Example offline analysis of [mindaffectBCI](https://github.com/mindaffect) savefile
--
This notebook shows how to do a quick post-hoc analysis of a test run using the  mindaffectBCI Makers-Kit.

In [None]:
import numpy as np
from analyse_datasets import debug_test_dataset, analyse_dataset, analyse_datasets
from offline.load_mindaffectBCI  import load_mindaffectBCI
import matplotlib.pyplot as plt
%matplotlib inline
%load_ext autoreload
%autoreload 2
plt.rcParams['figure.figsize'] = [12, 8] # bigger default figures

Specify the save file you wish to analyse.  If you want to analyse a file from the mindaffect Makers Kit, then you  can download the save file from the decoder configuration page in the `data` directory.  

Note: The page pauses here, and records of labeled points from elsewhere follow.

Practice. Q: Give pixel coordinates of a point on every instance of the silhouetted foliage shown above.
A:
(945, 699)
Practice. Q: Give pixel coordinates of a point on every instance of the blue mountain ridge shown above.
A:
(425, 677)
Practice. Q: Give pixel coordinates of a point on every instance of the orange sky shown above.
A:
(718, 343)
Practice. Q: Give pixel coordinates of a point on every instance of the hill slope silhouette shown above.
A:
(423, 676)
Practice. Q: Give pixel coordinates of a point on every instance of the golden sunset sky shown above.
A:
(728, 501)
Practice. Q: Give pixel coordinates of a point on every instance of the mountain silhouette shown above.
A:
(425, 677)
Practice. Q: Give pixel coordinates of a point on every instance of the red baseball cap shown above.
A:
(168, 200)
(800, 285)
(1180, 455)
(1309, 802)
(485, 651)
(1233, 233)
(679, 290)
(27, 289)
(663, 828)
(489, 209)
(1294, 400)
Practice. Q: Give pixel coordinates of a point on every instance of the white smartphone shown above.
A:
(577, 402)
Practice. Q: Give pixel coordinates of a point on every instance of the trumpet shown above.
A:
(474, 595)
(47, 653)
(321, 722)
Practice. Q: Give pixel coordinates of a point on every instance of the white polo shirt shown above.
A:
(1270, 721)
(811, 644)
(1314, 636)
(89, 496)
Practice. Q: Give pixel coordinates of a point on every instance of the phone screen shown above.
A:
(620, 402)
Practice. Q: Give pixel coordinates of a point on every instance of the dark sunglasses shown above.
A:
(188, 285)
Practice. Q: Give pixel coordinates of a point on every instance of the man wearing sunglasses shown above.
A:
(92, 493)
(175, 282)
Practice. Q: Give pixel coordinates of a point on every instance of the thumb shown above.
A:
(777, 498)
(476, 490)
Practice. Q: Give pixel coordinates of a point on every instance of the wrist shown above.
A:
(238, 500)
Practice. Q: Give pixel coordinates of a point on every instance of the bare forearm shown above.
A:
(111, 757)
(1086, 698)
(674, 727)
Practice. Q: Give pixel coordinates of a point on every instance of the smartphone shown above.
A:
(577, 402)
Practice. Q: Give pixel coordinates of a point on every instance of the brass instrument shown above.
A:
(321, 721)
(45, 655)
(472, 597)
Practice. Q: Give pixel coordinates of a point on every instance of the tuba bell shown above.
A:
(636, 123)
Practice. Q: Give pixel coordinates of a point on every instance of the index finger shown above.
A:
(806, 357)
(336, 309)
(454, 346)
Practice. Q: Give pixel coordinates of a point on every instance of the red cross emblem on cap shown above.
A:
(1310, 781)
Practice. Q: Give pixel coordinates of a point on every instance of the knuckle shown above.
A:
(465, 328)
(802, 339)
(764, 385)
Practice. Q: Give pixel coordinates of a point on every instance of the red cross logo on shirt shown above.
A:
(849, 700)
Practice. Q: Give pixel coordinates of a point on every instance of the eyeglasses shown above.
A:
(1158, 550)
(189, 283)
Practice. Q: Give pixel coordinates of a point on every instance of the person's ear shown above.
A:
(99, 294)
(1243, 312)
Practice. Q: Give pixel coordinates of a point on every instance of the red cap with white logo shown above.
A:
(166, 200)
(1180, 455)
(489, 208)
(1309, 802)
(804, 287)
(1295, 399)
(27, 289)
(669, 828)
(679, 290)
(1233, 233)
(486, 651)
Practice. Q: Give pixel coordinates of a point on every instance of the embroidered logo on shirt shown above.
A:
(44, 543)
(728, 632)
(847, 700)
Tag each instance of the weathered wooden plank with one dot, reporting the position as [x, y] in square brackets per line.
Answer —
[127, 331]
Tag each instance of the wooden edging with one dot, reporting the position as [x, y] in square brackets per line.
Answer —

You can find the decoder configuration website at http://10.0.0.5 if the decoder is in direction connection mode, or the decoder IP if not.  If you  don't now the decoders IP you can run this script to find it: 

`python3 -m mindaffectBCI.examples.utilities.discover_decoders`

In [None]:
# the  file we want to analyse
savefile = '../../resources/example_data/mindaffectBCI.txt'

Load the data
-------------------

load, doing some inital  pre-processing.
  * stopband = list of band-stop filters. 
    ((0,1),(25,-1)) means stop below 1 and above 25 Hz ->  band pass between 1 and 25hz
  * ofs = output sample rate, so will resample to (approx) 60hz
  
Note: The EEG data has shape number channels + 1 as it include an additional virtual 'time-stamp' channel.  Don't include this channel in any further analysis.

In [None]:
X, Y, coords = load_mindaffectBCI(savefile, stopband=((0,1),(25,-1)), ofs=60)
# output is: X=eeg, Y=stimulus, coords=meta-info about dimensions of X and Y
print("EEG: X({}){} @{}Hz".format([c['name'] for c in coords],X.shape,coords[1]['fs']))                            
print("STIMULUS: Y({}){}".format([c['name'] for c in coords[:1]]+['output'],Y.shape))

Analyse the data
--
The following code runs the standard initial analysis and data-set visualization, in one go with some standard analysis parameters:
 * tau_ms : the lenght of the modelled stimulus response   (in milliseconds)
 * evtlabs : the type of brain feaatures to transform the stimulus information into prior to fitting the model in this case 
     * 're' -> rising edge    
     * 'fe' -> falling edge
   see stim2event for  more   information on possible transformations
 * rank  : the rank of  the CCA model to fit
 * model : the type of model to fit. 'cca' corrospends to the Cannonical Correlation Analysis model.
           other options include: 
           * 'ridge' = ridge-regression, 
           * 'fwd' = Forward Modelling, 
           * 'bwd' = Backward Modelling, 
           * 'lr' = logistic-regression, 
           * 'svc' = support vector machine
   see `model_fitting.py` for how to add more models

This generates 6 visualizations:

 1.  *X+Y* : raw plot of  the 1st trials EEG and STIMULUS information

 2.  *Summary Statistics*: Summary statistics for the data with, 
      row 1:   Cxx : the covariance of the the EEG channel features
      row 2:   Cxy : the cross covariance of the EEG with each of the stimulus features, e.g. 're', 'fe'
      row 3:   Cyy : the auto-cross covariance of the stimulus features with the other (time-delayed) stimulus features

 3. *ERP* : plot of the average response for each stimulus feature over EEG  channels

 4. *Decoding Curve* : The decoder accumulates information during a trial to make it's predictions better. This plot shows the error of this accumulated prediction as a function of number of samples since trial start

 5. *Model*: plot of the fitted model, as a feature weighting over time-points and EEG channels

 6. *Fe* : Applying the model generates a *predicted* stimulus-feature "score" for each EEG time point. Where a higher score means the model thinks that stimulus-feature is more likely at this time point. This plot shows these scores for a sub-set of the trials.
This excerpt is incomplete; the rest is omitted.